Le Diable se tut, et Luizzi reprit :

— Allons, puisque tu es si pressé, réponds : Quelle est l’histoire de ce Malais ?

— Il te l’a dite.

— C’est-à-dire que j’ai cru la deviner !

— Tu as montré de l’intelligence une fois en ta vie, c’est beaucoup.

— Tes airs impertinents deviennent de l’insolence.

— Je grandis avec les circonstances. Adieu !

— Un moment ! Ce n’est pas tout. J’ai compris l’histoire d’Akabila jusqu’au moment où Rigot fut sauvé par un vieillard. Après ?

— Ce vieillard, repartit le Diable, était le père d’Akabila. Il avait un immense trésor, amassé depuis cent ans dans sa famille. Je suppose que tu sais que l’île de Bornéo est riche en diamants et en pierreries. L’Européen civilisé arriva chez cette race de Malais que vous appelez exécrable parce qu’ils massacrent sans pitié les hommes qui viennent s’emparer de leurs terres ; la civilisation apporta ses crimes parmi les crimes de la barbarie. Rigot, d’abord l’esclave, et ensuite l’ami et le confident d’Akabila, lui persuada d’assassiner son père et de s’emparer de ses immenses trésors. Il lui promit de le mener dans un pays où il trouverait des jouissances inconnues à sa nation. Une fois le crime accompli, tous deux s’échappèrent et abordèrent un navire portugais qui les débarqua à Lisbonne. Mais une fois sur la noble terre de la civilisation, les rôles changèrent : Akabila devint le domestique de son ancien esclave, et tu as vu comment lui a profité son parricide !

— Mais comment se fait-il que Rigot garde auprès de lui un pareil confident de son crime ?

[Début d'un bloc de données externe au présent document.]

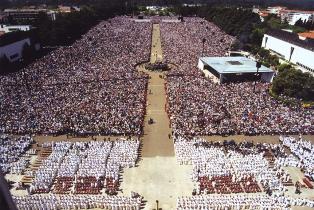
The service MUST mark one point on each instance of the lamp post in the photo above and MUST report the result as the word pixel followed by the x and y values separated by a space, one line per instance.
pixel 203 40
pixel 258 65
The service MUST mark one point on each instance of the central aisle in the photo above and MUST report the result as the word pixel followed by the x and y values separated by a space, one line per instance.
pixel 158 176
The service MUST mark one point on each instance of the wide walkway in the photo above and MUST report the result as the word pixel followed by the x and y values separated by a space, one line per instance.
pixel 158 176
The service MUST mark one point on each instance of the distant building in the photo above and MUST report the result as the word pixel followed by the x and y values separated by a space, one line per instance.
pixel 275 10
pixel 28 14
pixel 306 35
pixel 11 28
pixel 13 51
pixel 12 44
pixel 292 16
pixel 291 48
pixel 233 69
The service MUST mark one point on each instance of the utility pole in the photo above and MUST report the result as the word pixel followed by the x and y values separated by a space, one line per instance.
pixel 203 40
pixel 258 65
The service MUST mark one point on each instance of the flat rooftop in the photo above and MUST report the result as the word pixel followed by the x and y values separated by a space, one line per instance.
pixel 233 65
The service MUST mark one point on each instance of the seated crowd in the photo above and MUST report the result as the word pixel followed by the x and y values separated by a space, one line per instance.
pixel 182 43
pixel 219 168
pixel 304 151
pixel 89 87
pixel 245 201
pixel 85 168
pixel 197 106
pixel 13 153
pixel 77 202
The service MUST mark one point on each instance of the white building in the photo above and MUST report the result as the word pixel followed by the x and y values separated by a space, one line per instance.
pixel 14 50
pixel 289 47
pixel 233 69
pixel 11 28
pixel 292 16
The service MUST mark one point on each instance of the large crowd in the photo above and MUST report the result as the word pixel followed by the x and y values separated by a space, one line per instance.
pixel 197 106
pixel 13 153
pixel 89 87
pixel 230 167
pixel 303 152
pixel 223 171
pixel 182 43
pixel 246 201
pixel 88 166
pixel 77 202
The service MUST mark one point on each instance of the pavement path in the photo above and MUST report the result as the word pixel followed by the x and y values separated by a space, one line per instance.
pixel 158 176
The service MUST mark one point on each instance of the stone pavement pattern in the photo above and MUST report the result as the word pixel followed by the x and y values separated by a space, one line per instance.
pixel 159 176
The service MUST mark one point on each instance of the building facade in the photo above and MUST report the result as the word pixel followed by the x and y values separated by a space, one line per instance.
pixel 292 49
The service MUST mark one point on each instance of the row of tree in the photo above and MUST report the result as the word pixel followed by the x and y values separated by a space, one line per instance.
pixel 293 83
pixel 249 30
pixel 308 25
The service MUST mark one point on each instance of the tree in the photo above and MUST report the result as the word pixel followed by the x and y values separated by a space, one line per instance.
pixel 28 53
pixel 4 64
pixel 294 83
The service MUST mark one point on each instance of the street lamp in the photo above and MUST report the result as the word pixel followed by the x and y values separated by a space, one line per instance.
pixel 258 66
pixel 203 40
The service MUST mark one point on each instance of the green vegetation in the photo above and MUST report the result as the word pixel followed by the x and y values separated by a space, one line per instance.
pixel 293 83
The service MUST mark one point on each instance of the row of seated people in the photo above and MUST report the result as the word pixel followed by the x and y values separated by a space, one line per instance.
pixel 88 185
pixel 63 185
pixel 226 185
pixel 111 185
pixel 250 185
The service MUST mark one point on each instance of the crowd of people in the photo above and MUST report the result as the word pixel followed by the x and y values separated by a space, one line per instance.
pixel 77 202
pixel 304 151
pixel 235 170
pixel 184 42
pixel 89 87
pixel 222 168
pixel 197 106
pixel 88 166
pixel 13 152
pixel 245 201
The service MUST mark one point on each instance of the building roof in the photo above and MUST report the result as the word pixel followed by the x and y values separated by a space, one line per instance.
pixel 309 35
pixel 292 38
pixel 233 65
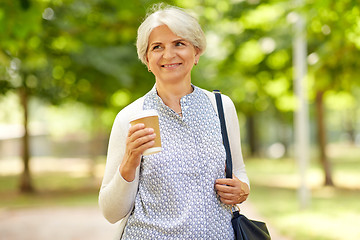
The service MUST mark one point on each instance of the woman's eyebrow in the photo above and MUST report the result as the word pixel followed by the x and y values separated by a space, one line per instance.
pixel 155 43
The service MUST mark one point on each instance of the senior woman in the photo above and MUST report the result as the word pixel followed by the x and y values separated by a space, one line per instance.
pixel 181 192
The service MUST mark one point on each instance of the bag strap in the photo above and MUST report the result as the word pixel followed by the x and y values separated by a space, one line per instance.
pixel 225 137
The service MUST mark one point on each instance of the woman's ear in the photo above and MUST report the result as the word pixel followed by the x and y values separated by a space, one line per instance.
pixel 197 55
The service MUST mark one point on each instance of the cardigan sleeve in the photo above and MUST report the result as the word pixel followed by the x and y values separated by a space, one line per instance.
pixel 117 196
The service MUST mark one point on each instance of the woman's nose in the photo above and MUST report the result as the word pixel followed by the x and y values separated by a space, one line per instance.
pixel 169 53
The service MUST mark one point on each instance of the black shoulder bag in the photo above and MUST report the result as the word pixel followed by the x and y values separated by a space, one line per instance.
pixel 244 228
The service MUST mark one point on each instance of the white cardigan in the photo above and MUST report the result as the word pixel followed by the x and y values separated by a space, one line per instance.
pixel 117 196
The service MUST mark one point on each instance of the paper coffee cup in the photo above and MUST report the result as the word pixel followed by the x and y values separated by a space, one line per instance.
pixel 151 120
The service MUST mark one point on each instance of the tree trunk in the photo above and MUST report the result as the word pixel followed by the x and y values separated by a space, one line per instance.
pixel 350 115
pixel 251 135
pixel 25 180
pixel 321 132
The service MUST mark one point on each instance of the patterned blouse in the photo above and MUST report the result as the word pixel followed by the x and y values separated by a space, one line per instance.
pixel 176 198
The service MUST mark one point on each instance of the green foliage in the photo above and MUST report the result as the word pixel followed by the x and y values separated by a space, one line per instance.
pixel 277 181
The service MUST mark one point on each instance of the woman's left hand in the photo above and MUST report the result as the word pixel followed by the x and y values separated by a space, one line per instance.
pixel 232 190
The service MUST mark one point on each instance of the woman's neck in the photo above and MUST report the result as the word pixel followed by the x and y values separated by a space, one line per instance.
pixel 172 93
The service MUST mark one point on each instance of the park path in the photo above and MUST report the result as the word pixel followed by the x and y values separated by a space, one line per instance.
pixel 72 223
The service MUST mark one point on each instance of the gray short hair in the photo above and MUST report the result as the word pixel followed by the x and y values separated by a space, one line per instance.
pixel 177 20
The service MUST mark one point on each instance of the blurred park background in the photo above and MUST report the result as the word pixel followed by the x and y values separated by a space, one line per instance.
pixel 67 67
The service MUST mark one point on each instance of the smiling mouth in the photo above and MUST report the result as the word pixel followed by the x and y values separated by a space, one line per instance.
pixel 170 65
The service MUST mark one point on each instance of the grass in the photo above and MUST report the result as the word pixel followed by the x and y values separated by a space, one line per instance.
pixel 333 213
pixel 55 189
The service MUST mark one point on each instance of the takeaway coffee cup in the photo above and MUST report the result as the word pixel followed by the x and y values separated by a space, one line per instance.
pixel 151 120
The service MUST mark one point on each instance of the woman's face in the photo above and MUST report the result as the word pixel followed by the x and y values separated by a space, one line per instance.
pixel 169 56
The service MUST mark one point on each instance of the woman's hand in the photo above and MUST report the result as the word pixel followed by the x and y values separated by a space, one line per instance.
pixel 232 190
pixel 138 140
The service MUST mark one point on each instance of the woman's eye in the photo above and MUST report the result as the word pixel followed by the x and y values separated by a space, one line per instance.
pixel 180 44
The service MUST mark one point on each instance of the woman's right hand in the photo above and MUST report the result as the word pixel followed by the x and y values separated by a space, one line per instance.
pixel 138 140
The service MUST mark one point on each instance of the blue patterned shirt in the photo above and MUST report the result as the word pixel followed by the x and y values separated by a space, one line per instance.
pixel 176 198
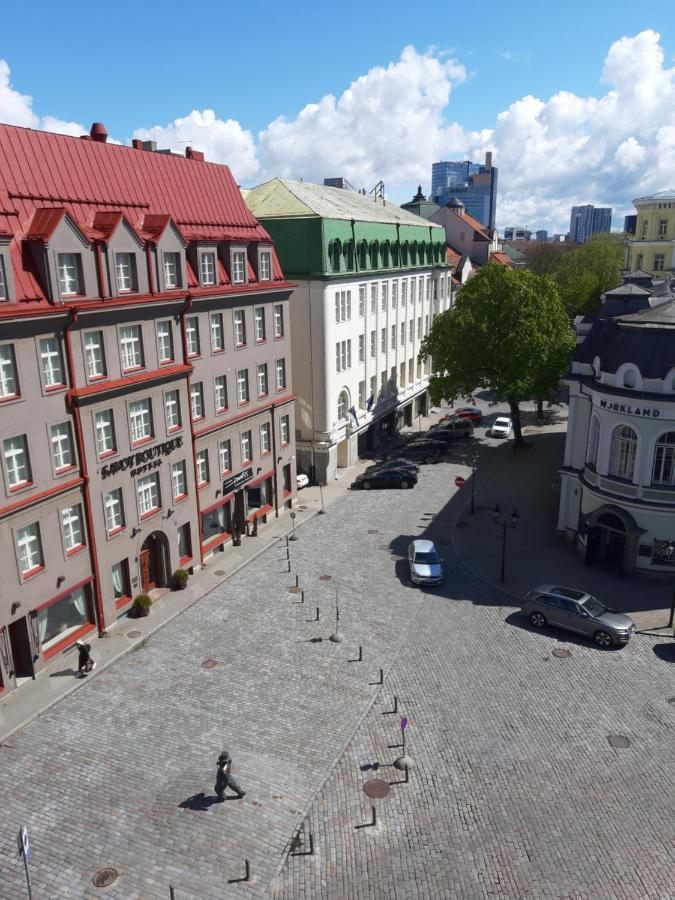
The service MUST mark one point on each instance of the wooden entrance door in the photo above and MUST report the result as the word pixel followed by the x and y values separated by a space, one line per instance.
pixel 148 564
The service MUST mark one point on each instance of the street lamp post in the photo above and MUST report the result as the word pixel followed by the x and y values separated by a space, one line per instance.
pixel 505 522
pixel 474 470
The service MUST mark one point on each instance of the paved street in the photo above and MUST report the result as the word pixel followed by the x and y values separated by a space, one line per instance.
pixel 516 791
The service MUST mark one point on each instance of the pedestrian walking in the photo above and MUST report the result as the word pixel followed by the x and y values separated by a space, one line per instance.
pixel 85 663
pixel 224 777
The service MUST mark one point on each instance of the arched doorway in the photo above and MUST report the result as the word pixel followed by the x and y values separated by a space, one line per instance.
pixel 154 562
pixel 612 539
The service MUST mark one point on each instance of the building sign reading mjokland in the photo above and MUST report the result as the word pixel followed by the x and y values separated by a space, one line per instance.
pixel 144 460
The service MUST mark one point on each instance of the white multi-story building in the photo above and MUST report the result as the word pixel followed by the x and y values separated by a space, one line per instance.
pixel 370 278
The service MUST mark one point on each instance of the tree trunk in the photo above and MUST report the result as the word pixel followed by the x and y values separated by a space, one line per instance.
pixel 515 418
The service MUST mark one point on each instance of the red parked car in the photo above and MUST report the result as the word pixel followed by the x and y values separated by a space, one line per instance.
pixel 470 412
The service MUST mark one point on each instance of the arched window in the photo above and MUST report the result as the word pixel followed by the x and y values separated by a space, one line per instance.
pixel 664 459
pixel 349 254
pixel 343 405
pixel 593 442
pixel 335 252
pixel 624 451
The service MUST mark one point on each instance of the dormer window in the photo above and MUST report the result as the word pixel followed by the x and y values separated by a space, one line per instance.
pixel 172 274
pixel 238 267
pixel 265 267
pixel 70 274
pixel 125 268
pixel 207 268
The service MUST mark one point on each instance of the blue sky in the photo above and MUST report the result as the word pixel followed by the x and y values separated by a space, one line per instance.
pixel 138 65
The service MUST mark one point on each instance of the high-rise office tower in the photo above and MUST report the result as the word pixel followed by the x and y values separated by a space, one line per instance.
pixel 588 220
pixel 474 184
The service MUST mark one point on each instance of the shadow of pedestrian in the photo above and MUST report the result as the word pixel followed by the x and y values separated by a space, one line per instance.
pixel 199 802
pixel 666 652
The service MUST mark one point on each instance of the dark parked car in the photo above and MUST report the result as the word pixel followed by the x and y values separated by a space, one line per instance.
pixel 470 412
pixel 577 611
pixel 395 463
pixel 420 452
pixel 385 478
pixel 455 425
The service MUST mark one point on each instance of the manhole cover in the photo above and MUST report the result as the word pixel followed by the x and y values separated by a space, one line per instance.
pixel 104 877
pixel 376 788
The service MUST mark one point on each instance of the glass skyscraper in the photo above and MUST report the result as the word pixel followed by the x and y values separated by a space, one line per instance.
pixel 473 184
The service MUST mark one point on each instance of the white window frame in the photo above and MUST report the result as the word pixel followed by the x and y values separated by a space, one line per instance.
pixel 63 438
pixel 69 274
pixel 16 460
pixel 104 426
pixel 113 511
pixel 207 267
pixel 131 348
pixel 197 401
pixel 147 495
pixel 164 337
pixel 220 393
pixel 217 332
pixel 72 526
pixel 140 421
pixel 243 393
pixel 50 353
pixel 28 542
pixel 192 337
pixel 179 480
pixel 94 355
pixel 172 411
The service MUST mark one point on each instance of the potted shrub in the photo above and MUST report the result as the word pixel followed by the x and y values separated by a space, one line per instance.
pixel 180 577
pixel 141 605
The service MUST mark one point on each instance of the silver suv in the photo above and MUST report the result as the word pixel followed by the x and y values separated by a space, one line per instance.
pixel 577 611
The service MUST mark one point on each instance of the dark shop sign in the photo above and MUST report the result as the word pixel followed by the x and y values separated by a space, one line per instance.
pixel 234 481
pixel 144 460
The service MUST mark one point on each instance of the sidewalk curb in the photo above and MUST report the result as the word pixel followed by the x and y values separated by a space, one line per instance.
pixel 102 666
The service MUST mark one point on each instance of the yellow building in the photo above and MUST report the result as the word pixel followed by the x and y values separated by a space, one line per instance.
pixel 653 247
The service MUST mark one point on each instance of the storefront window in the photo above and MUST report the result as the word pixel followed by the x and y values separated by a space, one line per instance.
pixel 215 522
pixel 64 617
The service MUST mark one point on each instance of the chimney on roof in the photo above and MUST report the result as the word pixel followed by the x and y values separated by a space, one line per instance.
pixel 98 132
pixel 194 154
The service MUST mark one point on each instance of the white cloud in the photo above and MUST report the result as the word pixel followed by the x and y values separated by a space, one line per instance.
pixel 392 122
pixel 222 140
pixel 17 109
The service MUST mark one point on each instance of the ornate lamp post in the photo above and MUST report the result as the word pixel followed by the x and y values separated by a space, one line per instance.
pixel 505 522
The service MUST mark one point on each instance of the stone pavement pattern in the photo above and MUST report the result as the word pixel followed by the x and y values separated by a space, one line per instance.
pixel 99 778
pixel 516 791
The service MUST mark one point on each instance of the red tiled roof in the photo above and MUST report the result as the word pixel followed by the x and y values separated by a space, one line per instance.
pixel 44 175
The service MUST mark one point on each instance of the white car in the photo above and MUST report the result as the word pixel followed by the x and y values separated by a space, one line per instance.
pixel 501 427
pixel 425 564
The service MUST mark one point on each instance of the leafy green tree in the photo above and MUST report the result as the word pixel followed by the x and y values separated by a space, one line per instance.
pixel 508 332
pixel 587 271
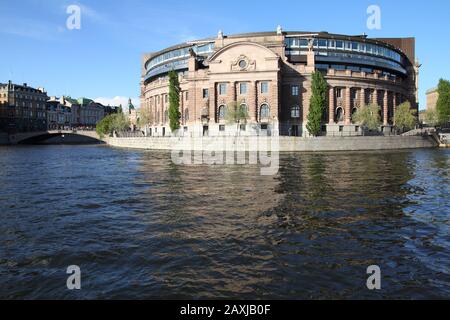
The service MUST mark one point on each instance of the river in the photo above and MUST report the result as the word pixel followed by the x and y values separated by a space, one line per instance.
pixel 141 227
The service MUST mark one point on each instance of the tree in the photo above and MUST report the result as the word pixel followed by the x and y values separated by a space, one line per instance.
pixel 174 101
pixel 111 123
pixel 104 126
pixel 443 103
pixel 237 113
pixel 405 118
pixel 317 103
pixel 368 116
pixel 145 117
pixel 431 117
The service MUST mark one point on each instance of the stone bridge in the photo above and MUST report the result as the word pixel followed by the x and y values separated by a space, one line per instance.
pixel 30 137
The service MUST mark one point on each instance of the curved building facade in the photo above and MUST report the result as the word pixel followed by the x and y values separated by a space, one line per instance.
pixel 269 74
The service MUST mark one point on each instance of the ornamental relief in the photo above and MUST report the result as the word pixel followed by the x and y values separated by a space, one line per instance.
pixel 243 63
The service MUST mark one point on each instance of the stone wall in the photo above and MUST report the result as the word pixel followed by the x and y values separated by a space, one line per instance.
pixel 282 144
pixel 4 139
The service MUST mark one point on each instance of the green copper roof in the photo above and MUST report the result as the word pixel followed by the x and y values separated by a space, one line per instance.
pixel 84 101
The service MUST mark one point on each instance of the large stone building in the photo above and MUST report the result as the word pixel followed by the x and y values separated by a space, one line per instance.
pixel 432 98
pixel 269 74
pixel 22 108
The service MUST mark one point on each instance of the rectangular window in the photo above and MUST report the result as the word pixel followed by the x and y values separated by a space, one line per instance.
pixel 264 87
pixel 243 88
pixel 222 89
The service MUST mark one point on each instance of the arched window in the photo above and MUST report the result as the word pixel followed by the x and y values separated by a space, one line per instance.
pixel 354 110
pixel 295 112
pixel 264 112
pixel 339 115
pixel 243 109
pixel 222 112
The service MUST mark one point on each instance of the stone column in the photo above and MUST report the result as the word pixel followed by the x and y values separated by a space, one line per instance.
pixel 331 106
pixel 394 105
pixel 385 108
pixel 212 103
pixel 252 100
pixel 347 105
pixel 232 93
pixel 362 97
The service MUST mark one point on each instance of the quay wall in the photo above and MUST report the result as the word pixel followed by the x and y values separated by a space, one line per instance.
pixel 282 144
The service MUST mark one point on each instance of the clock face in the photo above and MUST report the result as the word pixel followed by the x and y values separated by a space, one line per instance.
pixel 242 64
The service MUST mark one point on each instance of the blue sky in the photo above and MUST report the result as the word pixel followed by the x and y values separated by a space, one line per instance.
pixel 103 58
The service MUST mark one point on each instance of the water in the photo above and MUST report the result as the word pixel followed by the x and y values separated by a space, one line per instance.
pixel 141 227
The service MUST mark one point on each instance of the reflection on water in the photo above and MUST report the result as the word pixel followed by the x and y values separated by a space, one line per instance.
pixel 141 227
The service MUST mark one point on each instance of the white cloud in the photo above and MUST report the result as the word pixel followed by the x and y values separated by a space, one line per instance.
pixel 116 101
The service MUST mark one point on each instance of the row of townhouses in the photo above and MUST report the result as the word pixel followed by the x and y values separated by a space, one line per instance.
pixel 23 108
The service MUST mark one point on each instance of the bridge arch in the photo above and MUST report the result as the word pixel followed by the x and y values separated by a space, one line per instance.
pixel 69 137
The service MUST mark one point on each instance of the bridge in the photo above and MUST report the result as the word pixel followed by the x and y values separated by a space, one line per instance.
pixel 36 137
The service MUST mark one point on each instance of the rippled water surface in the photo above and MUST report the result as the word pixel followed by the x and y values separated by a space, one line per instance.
pixel 141 227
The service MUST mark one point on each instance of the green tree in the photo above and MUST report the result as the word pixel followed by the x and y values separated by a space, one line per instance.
pixel 443 103
pixel 431 117
pixel 104 126
pixel 145 117
pixel 317 103
pixel 368 116
pixel 174 101
pixel 120 122
pixel 237 113
pixel 114 122
pixel 405 118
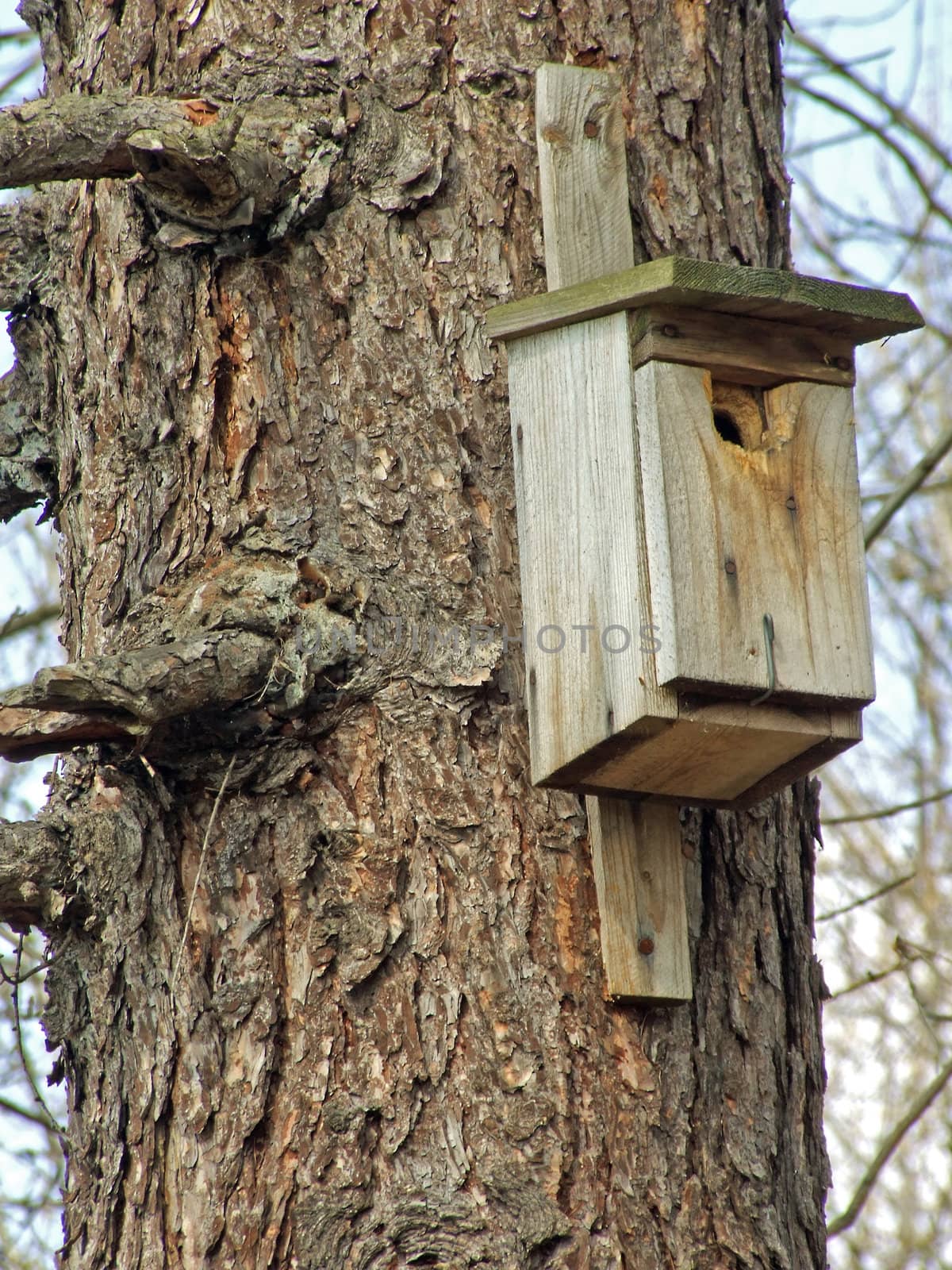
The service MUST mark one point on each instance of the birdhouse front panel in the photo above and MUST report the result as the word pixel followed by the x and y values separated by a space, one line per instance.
pixel 754 537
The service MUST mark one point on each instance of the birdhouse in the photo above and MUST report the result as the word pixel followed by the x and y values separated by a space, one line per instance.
pixel 697 624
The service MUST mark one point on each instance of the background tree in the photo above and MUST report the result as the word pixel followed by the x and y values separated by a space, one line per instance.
pixel 873 175
pixel 216 402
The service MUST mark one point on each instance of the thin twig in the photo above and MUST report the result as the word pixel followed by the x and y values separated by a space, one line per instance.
pixel 866 899
pixel 884 812
pixel 876 130
pixel 21 1048
pixel 18 622
pixel 869 1180
pixel 923 469
pixel 873 977
pixel 198 870
pixel 898 116
pixel 25 1114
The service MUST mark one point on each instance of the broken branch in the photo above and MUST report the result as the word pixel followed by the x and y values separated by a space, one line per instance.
pixel 209 164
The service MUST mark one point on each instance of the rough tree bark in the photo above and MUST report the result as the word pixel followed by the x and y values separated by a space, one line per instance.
pixel 255 391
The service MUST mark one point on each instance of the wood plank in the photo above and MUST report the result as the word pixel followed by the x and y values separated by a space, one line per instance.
pixel 636 852
pixel 860 314
pixel 742 349
pixel 582 543
pixel 582 535
pixel 583 175
pixel 768 526
pixel 727 753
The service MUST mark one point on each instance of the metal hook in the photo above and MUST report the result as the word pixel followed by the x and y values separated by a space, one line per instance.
pixel 771 664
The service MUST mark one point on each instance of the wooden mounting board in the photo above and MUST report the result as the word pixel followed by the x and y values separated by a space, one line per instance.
pixel 636 850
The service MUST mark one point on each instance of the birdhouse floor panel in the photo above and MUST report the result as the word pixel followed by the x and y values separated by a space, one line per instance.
pixel 724 755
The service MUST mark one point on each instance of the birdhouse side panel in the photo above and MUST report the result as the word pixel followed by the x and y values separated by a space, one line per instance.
pixel 754 539
pixel 589 630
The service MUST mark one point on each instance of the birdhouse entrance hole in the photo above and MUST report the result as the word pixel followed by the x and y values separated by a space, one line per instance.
pixel 727 429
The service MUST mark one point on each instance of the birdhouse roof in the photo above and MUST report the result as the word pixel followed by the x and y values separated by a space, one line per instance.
pixel 857 314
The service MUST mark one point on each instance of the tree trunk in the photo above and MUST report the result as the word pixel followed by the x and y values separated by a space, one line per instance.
pixel 328 988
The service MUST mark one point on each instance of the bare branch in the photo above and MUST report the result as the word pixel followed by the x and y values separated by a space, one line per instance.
pixel 873 977
pixel 876 130
pixel 896 114
pixel 203 163
pixel 19 622
pixel 918 475
pixel 243 638
pixel 25 1114
pixel 866 899
pixel 21 1048
pixel 869 1180
pixel 885 812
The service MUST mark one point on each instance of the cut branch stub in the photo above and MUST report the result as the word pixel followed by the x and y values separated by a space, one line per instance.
pixel 244 637
pixel 207 164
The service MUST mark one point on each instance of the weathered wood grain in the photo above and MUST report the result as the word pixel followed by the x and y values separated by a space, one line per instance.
pixel 724 753
pixel 740 349
pixel 860 314
pixel 582 544
pixel 739 531
pixel 636 851
pixel 582 533
pixel 583 175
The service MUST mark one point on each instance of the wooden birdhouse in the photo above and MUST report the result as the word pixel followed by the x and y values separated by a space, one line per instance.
pixel 695 596
pixel 696 615
pixel 689 526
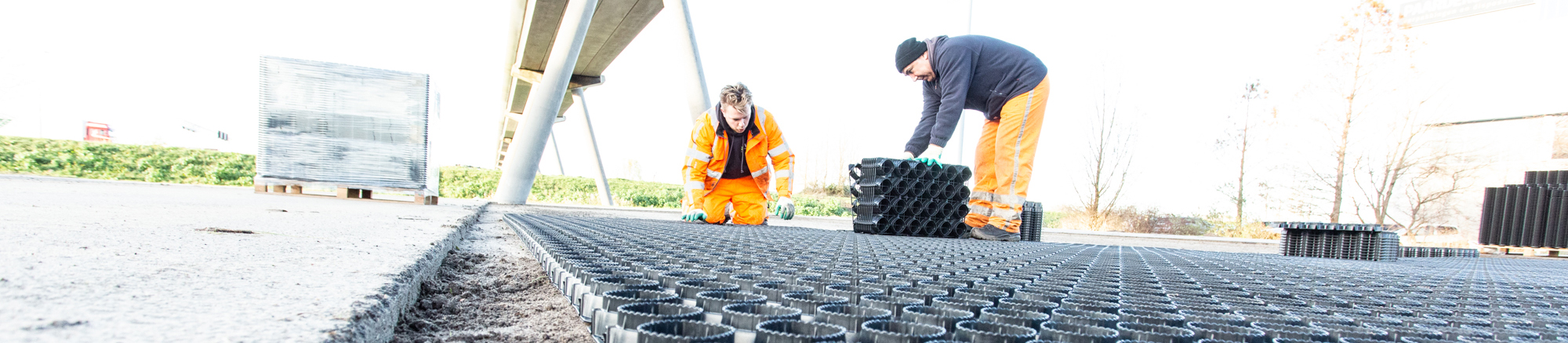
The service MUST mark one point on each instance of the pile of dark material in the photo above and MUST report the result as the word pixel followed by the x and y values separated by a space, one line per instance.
pixel 1414 252
pixel 1531 214
pixel 902 197
pixel 1345 241
pixel 1033 217
pixel 661 280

— Oh ! ceci passe ton intelligence, mon maître. Pour comprendre ce que fait Rigot, il faut avoir son âge, être de sa race et avoir été esclave.

— Que veux-tu dire ?

— Il faut avoir vécu manant sur une terre de gentillâtre qui ruina la famille de Rigot pour un délit de braconnage, il faut avoir reçu la bastonnade pour n’avoir pas apprêté assez vite la pipe de son maître.

— Ainsi, c’est une vengeance ?

— Et un plaisir. Tu ne peux t’imaginer la volupté que cet homme éprouve à donner des coups de pied au cul à un fils de roi ; tu ne te fais aucune idée de sa joie à voir ramper autour de lui ces basses cupidités qui encombrent sa maison.

— Il est certain, dit Luizzi, qu’elles sont ignobles.

— De quel droit les juges-tu si sévèrement ?

— Il me semble qu’elles ne peuvent guère être plus honteuses.

— Il y en a de plus honteuses encore.

— Et quels hommes peuvent pousser plus loin l’abandon de toute pudeur ?

— Toi peut-être, dit le Diable.

— Moi ? s’écria Luizzi.

— Toi, maître, si jamais la misère t’arrive, si jamais tu es sevré de ces plaisirs que tu crois dédaigner parce qu’ils abondent dans ta vie ; toi, qui te crois un cœur sans ambition parce que tes désirs n’en voient pas de difficile ; toi, qui serais peut-être le plus plat de ces coureurs de dot si tu avais auprès de toi un luxe qui t’enivrât et auquel tu ne pourrais pas atteindre par d’autres moyens ; toi, qui méprises si souverainement des gens qui n’ont que le tort d’être pauvres.

— Tu te trompes, Satan, reprit Luizzi avec dédain. Je puis aimer la fortune, je puis être ambitieux, mais jamais je ne me ravalerai à épouser une femme aux conditions qu’y a mises ce misérable qui est le maître ici. Jamais je ne donnerai mon nom à une femme dont la vie a commencé, sans doute, en se donnant à quelque manant qui est le père de mademoiselle Ernestine.

— Tu es bien dur, mon maître, dit Satan. Tu oublies que pareille faute a été commise par Henriette Buré.

— Oh ! ceci est bien différent : c’était une jeune fille bien élevée qui avait reçu une éducation honorable, et dont les nobles sentiments ont été surpris par un entraînement auquel la rigueur de sa famille l’a poussée.

— La faute n’en est que moins excusable ; car Henriette avait pour se défendre l’exemple des bonnes mœurs, l’autorité d’une saine éducation. Mais la pauvre fille du peuple, qui succombe, n’a pas autour d’elle les mille protections qui défendent une fille du monde.

— Tu vas encore plaider la cause du vice.

— Peut-être celle du malheur.

— En ce cas, fais-toi romancier et laisse-moi tranquille.

— Ainsi, dit le Diable, tu es bien décidé à ne pas épouser madame Peyrol ?

— Très-décidé.

— Que Dieu te garde ! dit le Diable.

Le bruit d’un courrier qui entrait avec fracas dans la cour interrompit la conversation de Satan et de Luizzi, et le Diable reprit aussitôt :

— C’est toi qu’on demande, baron, je te laisse à tes affaires.